The return value is NULL if there are any encoding errors or memory allocation failures. The _type field of the returned object may be used to tell which message has arrived.
The decoded object is independent of the decode buffer. They may be deallocated independently. Functions below are provided for your convenience.
void szFree(const szTable *table, szObject *obj); void szDestroy(const szTable *table, szObject *obj);can be used to destroy objects created by the user or by the szDecode function. These simply call free() recursively on all pointers.
When you provide objects you have created yourself, make sure that all pointers point to separately allocated addresses. strdup() is your friend. Also, the _type field in the top level object must be correctly set.
The second function doesn't free the top level pointer.
License, object definitions and enum specifications should reside in one file, which will be the protocol specification. This file should ideally contain all the versions. Having additional versions in additional files will necessiate that they are always given in the correct order to the tool.
Other specifications regarding code generation such as %extra-fields, source and header top/bottom code etc. should reside in a separate file for each program.
There should be some sort of version negotiation at the start of the protocol. Be careful to include messages related to this in the default version.
In order to develop genser further, you need to be aware that the source file also contains a shell script which is used to re-encode the library code into string literals within the rest of the code. These string literals are used to copy the library code to the output. If you make modifications to the library code, quit the editor and run:
$ sh genser.cThis will create a temporary tool in /tmp and update genser.c. The old version will be stored in genser.c.bak.
Within the library code, some prefixes are used to refer to functions or types. These are then replaced by the program during output.
Each integer is encoded little endian.
A string is encoded as a 4-byte length, followed by string data, including the null terminator. The length also counts the null byte. If length is zero, then the string is NULL.
A variable length array is encoded as a 4-byte number of elements, followed by each element.
Data is encoded in a depth-first fashion. If you have arrays, strings or variable sized arrays, data for these are encoded directly after the previous field's data. End of the encoded buffer corresponds to the end of the top level object.
Although the generated library has no memory leaks, the same can't be said for the tool itself. It never frees any memory. Normally this is not an issue since this is a build tool and the input size is not likely to be huge. However, properly deallocating stuff sometimes exposes bugs that are not normally encountered by chance.
For example, if you have two things that are (supposed to be) copies of each other, deallocating one should not create a problem for deallocating the other. If you never deallocate, you won't find this bug easily.
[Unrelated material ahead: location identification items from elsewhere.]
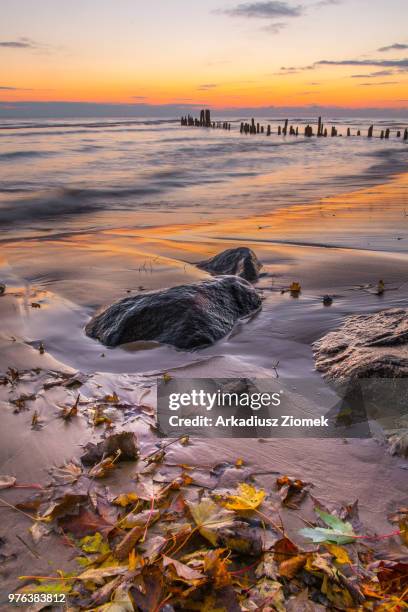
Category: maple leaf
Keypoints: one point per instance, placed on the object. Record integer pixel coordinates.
(338, 531)
(183, 571)
(209, 518)
(6, 482)
(246, 498)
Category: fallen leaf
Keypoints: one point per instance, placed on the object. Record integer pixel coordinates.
(126, 545)
(339, 553)
(183, 571)
(85, 523)
(209, 518)
(339, 532)
(124, 441)
(6, 482)
(125, 499)
(246, 498)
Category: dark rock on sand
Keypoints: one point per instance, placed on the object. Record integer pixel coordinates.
(125, 442)
(187, 317)
(239, 262)
(366, 346)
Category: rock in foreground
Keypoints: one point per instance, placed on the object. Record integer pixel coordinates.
(187, 317)
(366, 346)
(239, 262)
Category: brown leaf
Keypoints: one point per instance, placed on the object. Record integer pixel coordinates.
(183, 571)
(284, 549)
(124, 441)
(68, 504)
(291, 567)
(85, 523)
(126, 545)
(7, 482)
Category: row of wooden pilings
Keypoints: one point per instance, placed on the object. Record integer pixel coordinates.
(285, 130)
(205, 121)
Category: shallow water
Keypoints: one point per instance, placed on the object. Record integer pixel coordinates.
(92, 211)
(73, 175)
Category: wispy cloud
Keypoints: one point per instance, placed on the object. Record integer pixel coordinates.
(373, 75)
(394, 47)
(10, 88)
(327, 3)
(402, 63)
(207, 86)
(275, 9)
(380, 83)
(20, 43)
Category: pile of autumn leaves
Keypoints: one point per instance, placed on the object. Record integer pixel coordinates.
(165, 547)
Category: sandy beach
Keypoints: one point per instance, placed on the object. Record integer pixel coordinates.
(361, 238)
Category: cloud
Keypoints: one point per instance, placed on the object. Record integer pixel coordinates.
(373, 75)
(207, 86)
(275, 9)
(20, 43)
(394, 47)
(9, 88)
(402, 63)
(327, 3)
(381, 83)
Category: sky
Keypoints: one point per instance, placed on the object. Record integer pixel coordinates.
(217, 53)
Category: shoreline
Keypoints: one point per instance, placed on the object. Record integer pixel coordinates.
(71, 277)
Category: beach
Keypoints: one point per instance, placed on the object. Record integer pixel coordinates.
(83, 227)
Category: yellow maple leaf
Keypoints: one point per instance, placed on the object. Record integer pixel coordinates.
(246, 498)
(339, 553)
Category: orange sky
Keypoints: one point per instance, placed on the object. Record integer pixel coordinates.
(219, 53)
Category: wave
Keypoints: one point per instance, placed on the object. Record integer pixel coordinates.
(12, 155)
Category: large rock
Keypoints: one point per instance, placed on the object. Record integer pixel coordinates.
(187, 317)
(240, 262)
(366, 346)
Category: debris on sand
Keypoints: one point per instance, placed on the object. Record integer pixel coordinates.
(238, 262)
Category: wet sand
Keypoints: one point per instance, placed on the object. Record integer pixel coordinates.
(337, 246)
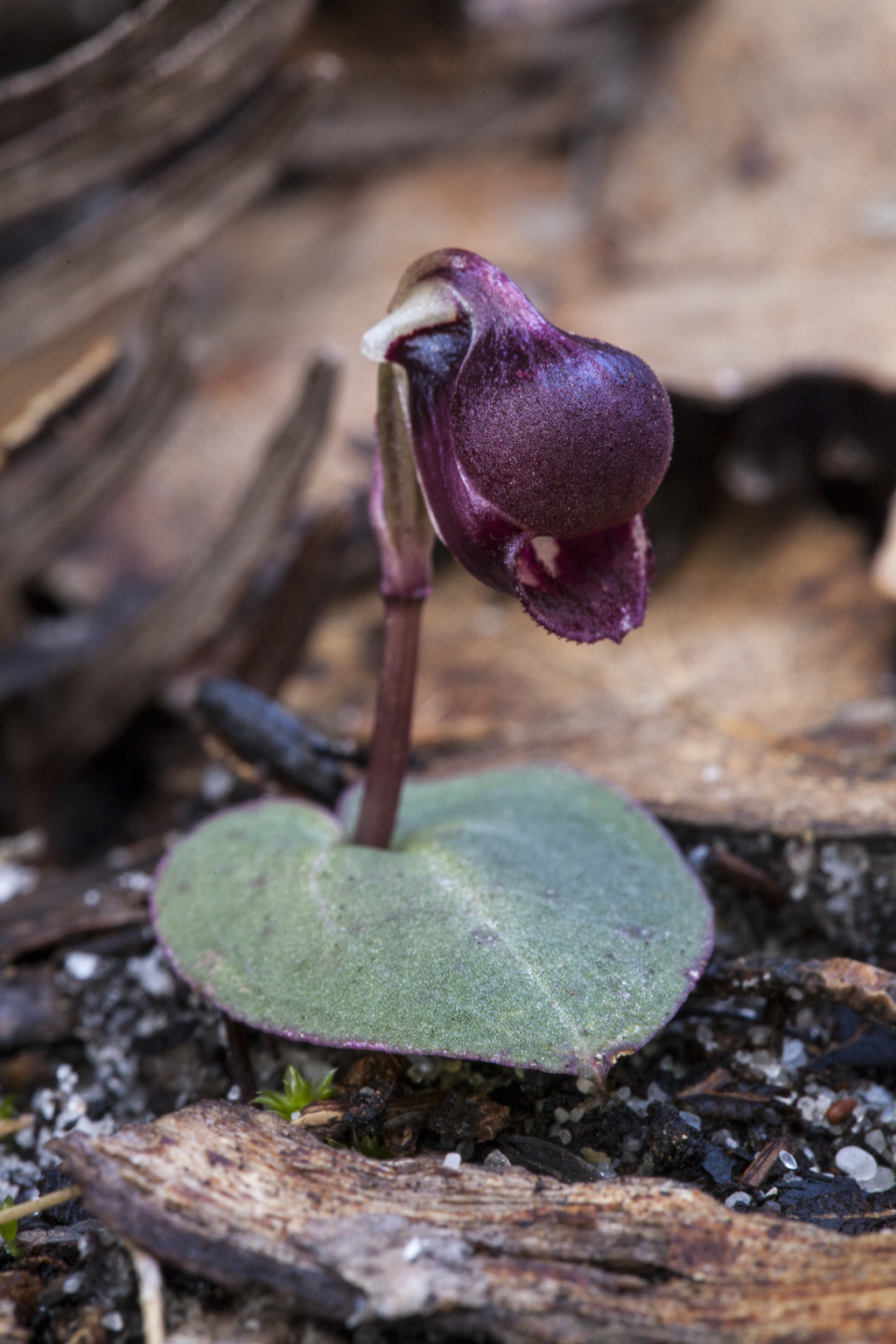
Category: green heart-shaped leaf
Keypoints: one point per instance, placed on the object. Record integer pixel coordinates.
(529, 917)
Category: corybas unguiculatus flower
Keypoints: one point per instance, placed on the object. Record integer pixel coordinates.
(535, 449)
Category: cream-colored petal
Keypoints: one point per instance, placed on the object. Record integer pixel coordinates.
(430, 304)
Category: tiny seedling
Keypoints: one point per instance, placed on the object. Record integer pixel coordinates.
(298, 1093)
(10, 1231)
(532, 917)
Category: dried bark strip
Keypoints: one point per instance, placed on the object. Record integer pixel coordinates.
(110, 132)
(57, 912)
(870, 990)
(158, 223)
(94, 702)
(243, 1196)
(52, 491)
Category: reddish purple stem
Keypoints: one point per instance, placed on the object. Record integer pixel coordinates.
(393, 729)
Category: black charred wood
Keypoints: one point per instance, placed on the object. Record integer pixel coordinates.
(265, 734)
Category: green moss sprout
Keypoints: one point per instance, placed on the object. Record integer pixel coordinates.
(298, 1093)
(10, 1230)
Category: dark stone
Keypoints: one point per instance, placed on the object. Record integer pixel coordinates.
(719, 1164)
(675, 1148)
(546, 1158)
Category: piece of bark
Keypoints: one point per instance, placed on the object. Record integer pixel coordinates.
(90, 368)
(305, 589)
(739, 872)
(469, 1117)
(160, 222)
(763, 1164)
(240, 1196)
(32, 1010)
(88, 709)
(722, 1097)
(870, 990)
(67, 906)
(112, 58)
(120, 125)
(50, 492)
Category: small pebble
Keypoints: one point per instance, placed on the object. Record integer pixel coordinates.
(875, 1138)
(840, 1110)
(880, 1181)
(856, 1163)
(739, 1199)
(17, 880)
(793, 1054)
(82, 965)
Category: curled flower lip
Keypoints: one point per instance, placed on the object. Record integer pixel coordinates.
(536, 449)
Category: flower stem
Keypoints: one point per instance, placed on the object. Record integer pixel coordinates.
(393, 730)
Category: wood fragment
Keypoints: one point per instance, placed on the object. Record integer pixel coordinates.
(58, 912)
(738, 872)
(37, 1206)
(94, 363)
(52, 492)
(158, 223)
(870, 990)
(311, 579)
(238, 1196)
(32, 1008)
(152, 1303)
(130, 115)
(90, 706)
(763, 1163)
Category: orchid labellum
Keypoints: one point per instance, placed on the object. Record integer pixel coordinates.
(532, 915)
(535, 449)
(535, 452)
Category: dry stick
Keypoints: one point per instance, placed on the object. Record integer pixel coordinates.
(240, 1060)
(393, 732)
(37, 1206)
(152, 1304)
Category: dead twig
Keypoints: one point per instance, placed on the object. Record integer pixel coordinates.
(158, 222)
(132, 113)
(88, 709)
(236, 1195)
(150, 1289)
(870, 990)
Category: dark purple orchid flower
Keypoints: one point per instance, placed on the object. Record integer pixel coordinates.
(535, 449)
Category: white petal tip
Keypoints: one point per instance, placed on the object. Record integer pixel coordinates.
(429, 304)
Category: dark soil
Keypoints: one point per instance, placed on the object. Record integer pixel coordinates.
(748, 1098)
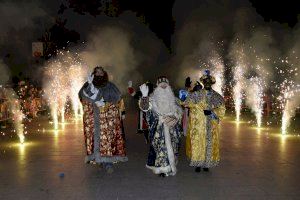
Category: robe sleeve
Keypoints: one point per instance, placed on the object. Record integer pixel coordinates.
(85, 89)
(145, 104)
(122, 107)
(220, 111)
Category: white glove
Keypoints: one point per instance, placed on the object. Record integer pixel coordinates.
(90, 78)
(100, 103)
(129, 83)
(144, 89)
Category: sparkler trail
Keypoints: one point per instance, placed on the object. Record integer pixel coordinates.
(77, 74)
(17, 114)
(254, 98)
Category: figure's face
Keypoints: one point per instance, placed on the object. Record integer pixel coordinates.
(163, 85)
(207, 85)
(99, 72)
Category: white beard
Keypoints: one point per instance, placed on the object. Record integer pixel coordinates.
(163, 101)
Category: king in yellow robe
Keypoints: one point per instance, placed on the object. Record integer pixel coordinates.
(207, 109)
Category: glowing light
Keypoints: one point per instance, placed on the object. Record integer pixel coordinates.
(254, 98)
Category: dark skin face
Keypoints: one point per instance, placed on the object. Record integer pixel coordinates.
(99, 72)
(207, 85)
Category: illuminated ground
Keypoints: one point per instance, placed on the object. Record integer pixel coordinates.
(255, 165)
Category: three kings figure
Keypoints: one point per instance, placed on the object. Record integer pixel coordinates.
(206, 109)
(103, 111)
(164, 115)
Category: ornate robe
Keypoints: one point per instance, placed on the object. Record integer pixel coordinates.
(202, 141)
(164, 140)
(103, 127)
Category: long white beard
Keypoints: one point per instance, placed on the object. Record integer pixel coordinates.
(163, 101)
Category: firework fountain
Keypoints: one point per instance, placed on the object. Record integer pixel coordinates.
(56, 90)
(76, 78)
(218, 73)
(17, 114)
(254, 98)
(290, 101)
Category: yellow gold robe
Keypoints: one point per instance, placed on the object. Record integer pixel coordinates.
(202, 141)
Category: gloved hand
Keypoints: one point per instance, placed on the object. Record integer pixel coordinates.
(207, 112)
(170, 120)
(90, 78)
(144, 89)
(182, 95)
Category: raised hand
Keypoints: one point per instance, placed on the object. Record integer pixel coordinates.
(144, 89)
(90, 78)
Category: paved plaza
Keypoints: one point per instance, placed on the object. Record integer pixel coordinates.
(256, 164)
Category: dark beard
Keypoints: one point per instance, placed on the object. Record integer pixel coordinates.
(100, 81)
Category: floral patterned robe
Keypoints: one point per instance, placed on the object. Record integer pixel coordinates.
(103, 128)
(202, 141)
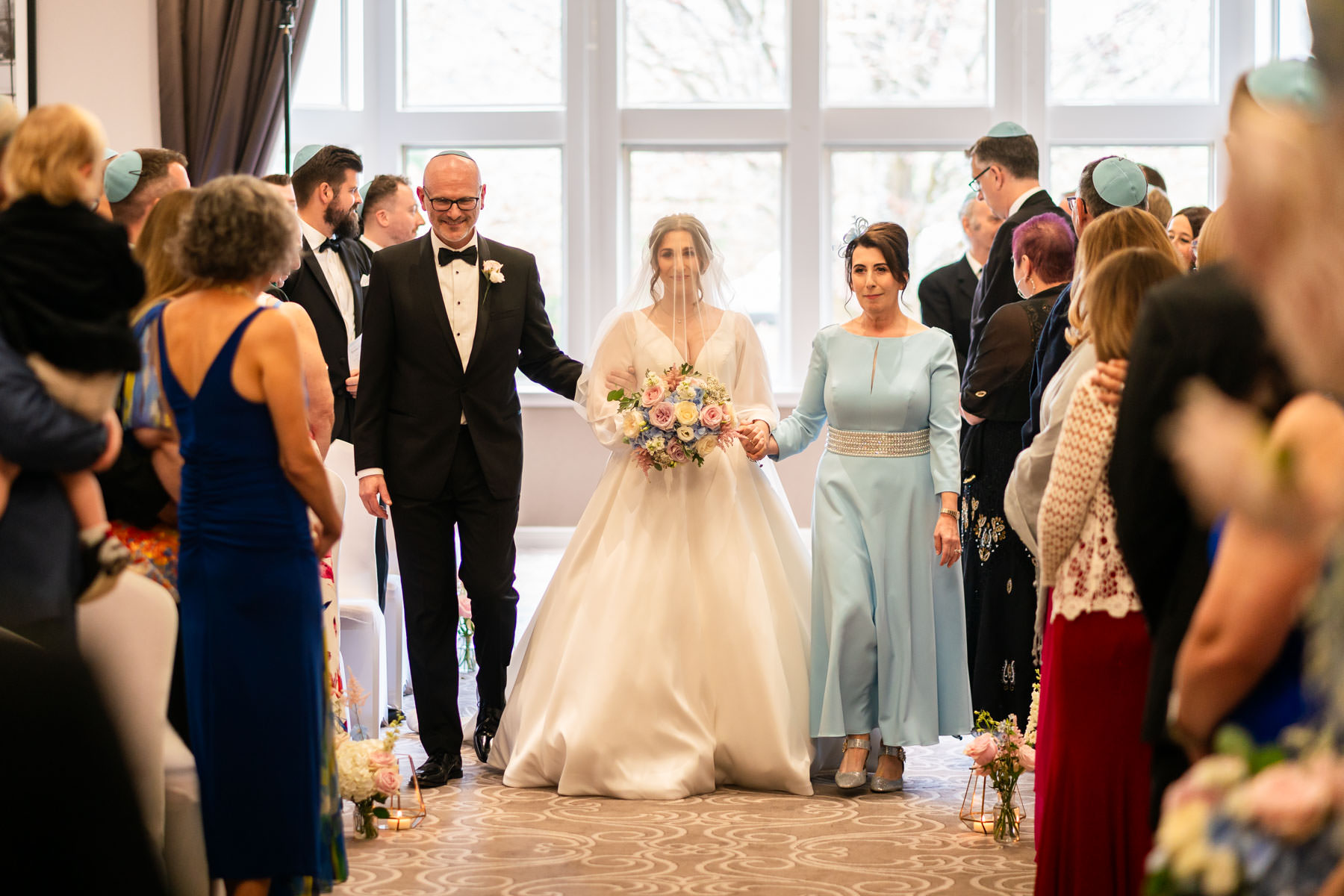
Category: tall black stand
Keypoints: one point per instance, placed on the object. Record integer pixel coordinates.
(287, 37)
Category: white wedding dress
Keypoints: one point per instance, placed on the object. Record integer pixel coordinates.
(670, 655)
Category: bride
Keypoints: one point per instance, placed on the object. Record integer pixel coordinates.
(668, 656)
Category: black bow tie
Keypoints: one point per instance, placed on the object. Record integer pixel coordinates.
(447, 255)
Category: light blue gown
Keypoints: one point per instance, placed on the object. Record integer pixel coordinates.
(889, 630)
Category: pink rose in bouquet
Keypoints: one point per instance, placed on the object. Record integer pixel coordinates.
(388, 781)
(652, 395)
(1289, 801)
(663, 415)
(983, 750)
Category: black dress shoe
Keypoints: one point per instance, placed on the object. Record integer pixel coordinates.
(438, 770)
(487, 724)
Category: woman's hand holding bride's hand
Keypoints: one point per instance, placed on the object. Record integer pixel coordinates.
(947, 541)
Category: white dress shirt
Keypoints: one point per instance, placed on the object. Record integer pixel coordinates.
(336, 277)
(458, 284)
(974, 267)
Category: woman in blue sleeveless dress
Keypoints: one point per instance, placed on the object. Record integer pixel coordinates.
(889, 632)
(252, 615)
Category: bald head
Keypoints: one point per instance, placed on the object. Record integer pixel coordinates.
(452, 178)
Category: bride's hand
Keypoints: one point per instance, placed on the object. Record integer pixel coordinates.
(947, 541)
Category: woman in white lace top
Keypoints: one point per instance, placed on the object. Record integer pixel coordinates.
(1092, 817)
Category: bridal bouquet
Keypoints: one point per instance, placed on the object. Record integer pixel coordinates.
(1249, 821)
(367, 774)
(680, 417)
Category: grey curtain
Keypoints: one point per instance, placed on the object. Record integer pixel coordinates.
(221, 81)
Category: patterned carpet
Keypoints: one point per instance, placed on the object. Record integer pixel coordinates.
(482, 837)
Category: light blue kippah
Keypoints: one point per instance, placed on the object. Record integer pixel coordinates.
(1007, 129)
(121, 176)
(1120, 181)
(305, 155)
(1289, 82)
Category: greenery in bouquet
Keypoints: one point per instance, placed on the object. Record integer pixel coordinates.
(1250, 821)
(1001, 755)
(367, 775)
(678, 417)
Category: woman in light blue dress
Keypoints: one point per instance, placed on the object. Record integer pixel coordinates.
(889, 632)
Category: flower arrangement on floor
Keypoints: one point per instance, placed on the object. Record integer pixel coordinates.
(1001, 755)
(465, 632)
(679, 417)
(1249, 821)
(367, 775)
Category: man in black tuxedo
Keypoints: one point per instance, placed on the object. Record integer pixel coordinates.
(1086, 206)
(438, 437)
(1199, 326)
(945, 294)
(329, 279)
(1006, 171)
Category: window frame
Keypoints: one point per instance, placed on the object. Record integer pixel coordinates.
(597, 134)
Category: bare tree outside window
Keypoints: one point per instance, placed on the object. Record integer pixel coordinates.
(739, 198)
(909, 54)
(921, 191)
(1155, 52)
(705, 52)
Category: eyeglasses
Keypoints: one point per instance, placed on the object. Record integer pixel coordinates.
(465, 203)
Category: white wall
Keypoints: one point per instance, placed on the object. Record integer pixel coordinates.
(102, 55)
(562, 464)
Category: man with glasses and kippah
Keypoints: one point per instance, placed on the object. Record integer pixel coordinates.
(450, 317)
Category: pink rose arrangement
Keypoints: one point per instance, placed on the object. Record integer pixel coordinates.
(676, 417)
(367, 775)
(1250, 820)
(1001, 754)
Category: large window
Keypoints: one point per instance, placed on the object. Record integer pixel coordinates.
(776, 121)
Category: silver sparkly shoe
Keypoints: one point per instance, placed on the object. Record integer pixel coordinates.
(890, 785)
(853, 780)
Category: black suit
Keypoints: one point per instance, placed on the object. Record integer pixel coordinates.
(996, 287)
(1198, 326)
(443, 474)
(945, 297)
(308, 287)
(40, 548)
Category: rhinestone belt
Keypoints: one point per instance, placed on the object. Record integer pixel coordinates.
(878, 444)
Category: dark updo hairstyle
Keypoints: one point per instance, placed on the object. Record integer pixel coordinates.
(1196, 215)
(887, 238)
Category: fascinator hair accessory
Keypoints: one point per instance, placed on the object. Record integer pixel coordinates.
(856, 230)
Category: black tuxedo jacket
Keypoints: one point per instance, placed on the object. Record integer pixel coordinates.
(945, 297)
(1198, 326)
(413, 388)
(308, 287)
(996, 287)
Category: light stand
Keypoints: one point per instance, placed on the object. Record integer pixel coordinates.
(287, 37)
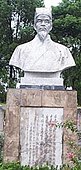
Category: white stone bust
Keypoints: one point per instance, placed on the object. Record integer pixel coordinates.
(42, 56)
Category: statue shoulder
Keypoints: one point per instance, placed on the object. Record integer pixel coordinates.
(24, 46)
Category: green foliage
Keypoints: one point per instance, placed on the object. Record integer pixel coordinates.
(17, 166)
(67, 30)
(1, 147)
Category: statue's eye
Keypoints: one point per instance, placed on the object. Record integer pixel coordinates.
(39, 20)
(47, 21)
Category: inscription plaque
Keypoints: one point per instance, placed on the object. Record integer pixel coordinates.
(41, 136)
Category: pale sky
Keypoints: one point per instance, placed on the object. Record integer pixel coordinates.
(48, 3)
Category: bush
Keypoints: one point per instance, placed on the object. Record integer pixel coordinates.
(17, 166)
(1, 147)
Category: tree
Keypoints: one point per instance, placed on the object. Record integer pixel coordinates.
(67, 30)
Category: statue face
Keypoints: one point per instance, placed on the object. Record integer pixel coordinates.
(43, 25)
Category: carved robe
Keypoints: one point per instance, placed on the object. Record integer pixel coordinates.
(37, 56)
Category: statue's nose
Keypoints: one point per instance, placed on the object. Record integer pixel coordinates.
(43, 23)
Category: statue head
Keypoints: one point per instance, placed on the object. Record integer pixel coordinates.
(43, 22)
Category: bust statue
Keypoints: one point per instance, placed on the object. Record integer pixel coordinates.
(42, 59)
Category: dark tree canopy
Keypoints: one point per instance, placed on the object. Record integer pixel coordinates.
(66, 30)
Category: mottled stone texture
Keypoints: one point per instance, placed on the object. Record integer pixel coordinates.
(17, 98)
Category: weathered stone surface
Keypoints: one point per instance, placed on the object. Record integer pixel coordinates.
(23, 98)
(42, 139)
(30, 97)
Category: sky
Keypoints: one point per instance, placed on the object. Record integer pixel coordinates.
(48, 3)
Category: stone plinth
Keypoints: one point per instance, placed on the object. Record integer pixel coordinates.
(31, 135)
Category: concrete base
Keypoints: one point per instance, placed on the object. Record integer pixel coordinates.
(31, 113)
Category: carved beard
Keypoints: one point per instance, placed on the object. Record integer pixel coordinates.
(42, 34)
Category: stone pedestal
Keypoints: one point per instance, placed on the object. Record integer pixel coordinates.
(33, 125)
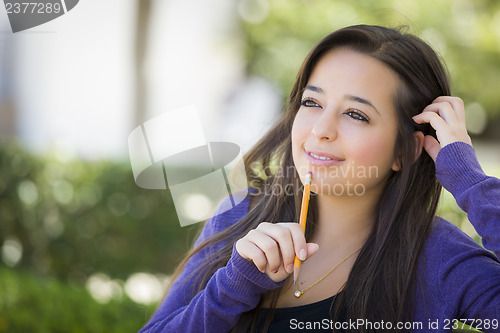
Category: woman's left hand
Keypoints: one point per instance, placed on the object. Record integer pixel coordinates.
(446, 115)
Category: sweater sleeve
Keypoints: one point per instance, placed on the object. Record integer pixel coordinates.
(468, 277)
(458, 170)
(232, 290)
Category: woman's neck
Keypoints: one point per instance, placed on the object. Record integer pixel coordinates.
(344, 220)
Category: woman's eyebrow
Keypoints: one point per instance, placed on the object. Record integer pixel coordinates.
(349, 97)
(314, 88)
(361, 100)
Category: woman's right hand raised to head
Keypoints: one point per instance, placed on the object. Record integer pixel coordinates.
(272, 248)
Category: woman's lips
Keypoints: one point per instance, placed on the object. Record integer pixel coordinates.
(321, 159)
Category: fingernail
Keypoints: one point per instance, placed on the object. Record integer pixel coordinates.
(302, 255)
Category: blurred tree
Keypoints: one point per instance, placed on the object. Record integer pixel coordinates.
(465, 33)
(141, 45)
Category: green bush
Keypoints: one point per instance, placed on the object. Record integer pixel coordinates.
(45, 305)
(75, 218)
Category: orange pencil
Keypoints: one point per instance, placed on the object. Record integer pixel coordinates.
(303, 218)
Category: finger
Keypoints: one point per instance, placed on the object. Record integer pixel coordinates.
(282, 235)
(298, 238)
(267, 245)
(431, 146)
(438, 123)
(445, 110)
(250, 251)
(457, 105)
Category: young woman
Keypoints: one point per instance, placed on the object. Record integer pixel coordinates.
(370, 115)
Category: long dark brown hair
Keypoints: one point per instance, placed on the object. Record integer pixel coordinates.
(385, 271)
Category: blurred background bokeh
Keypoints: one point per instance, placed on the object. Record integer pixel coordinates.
(82, 248)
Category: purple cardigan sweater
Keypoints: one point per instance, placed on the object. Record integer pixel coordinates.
(459, 279)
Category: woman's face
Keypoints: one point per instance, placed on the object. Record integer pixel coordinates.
(345, 130)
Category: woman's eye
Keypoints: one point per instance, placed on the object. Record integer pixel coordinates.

On the other hand, valgrind will happily tell you that a pointer is freed multiple times if you do the deallocations.
Error handling is not tested neither in the tool nor the library. It does work for simple cases, but I expect some bugs to emerge later.
In szFree and szDestroy, the table argument is redundant. These functions could easily use the all-versions table to locate the requested object definition. Also, these functions should really return an integer, indicating success(0)/failure(non-0). Failure happens when the library is unable to find the object definition.
Some checks are intentionally omitted. For instance, if you have an object which claims to have N elements in a variable sized array, the library doesn't check whether the corresponding pointer is NULL or not. It simply goes ahead with the encoding. If it ends up trying to read from a NULL address, the program will naturally die with a segfault. This is intentional because this inconsistency is a serious bug and allowing Encode to treat it as a regular error would make it harder to find the bug.